Sending the duo back to work on their basics has obviously yielded better results. The two young guns have tangoed well to win gold in the Asian Games and their returns against the West Indies A are encouraging.
Inability to finish innings – Mathews back to No. 6?
This may come as a surprise with Sri Lanka possessing one of the best finishers in the modern game: Angelo Mathews.
|Opposition||Final Score||Runs in last 10 overs||Wickets lost in last 10 overs||Mathews in during last 10?|
If yes, strike-rate
|Thisara in during last 10?|
If so, strike-rate
* Sri Lanka’s 67 all out against England has been ignored
The above table shows that Sri Lanka have been inconsistent in effectively finishing off an innings.

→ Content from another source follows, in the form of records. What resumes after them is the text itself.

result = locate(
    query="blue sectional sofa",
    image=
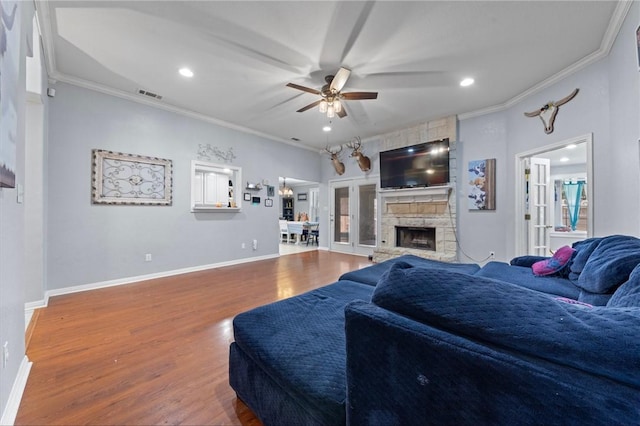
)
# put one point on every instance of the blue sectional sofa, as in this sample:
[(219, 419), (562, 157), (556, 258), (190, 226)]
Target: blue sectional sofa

Thisara, Sri Lanka’s wrecker-in-chief at the death, wasn’t featuring in the team regularly till the Pakistan series. But whenever the big hitting all-rounder has fired, Sri Lanka have plundered runs in the last 10 overs. Mathews’ promotion to number five has made him unavailable during the death in certain games, which has compounded the issue.
Even though Sri Lanka has on an average scored in excess of 80 in the last 10 overs, they have lost too many wickets, resulting in them not reaching the target that they would have hoped to get.
The team lost too many wickets in the middle overs against India, which deprived them from going bonkers at the death. But the lower-middle order’s failures against South Africa and England are alarming. Sri Lanka would ideally want Thisara to come in during the last 10, not prior to that. Mathews could also consider demoting himself to number 6 to shepherd the tail so as to achieve the necessary last minute surge.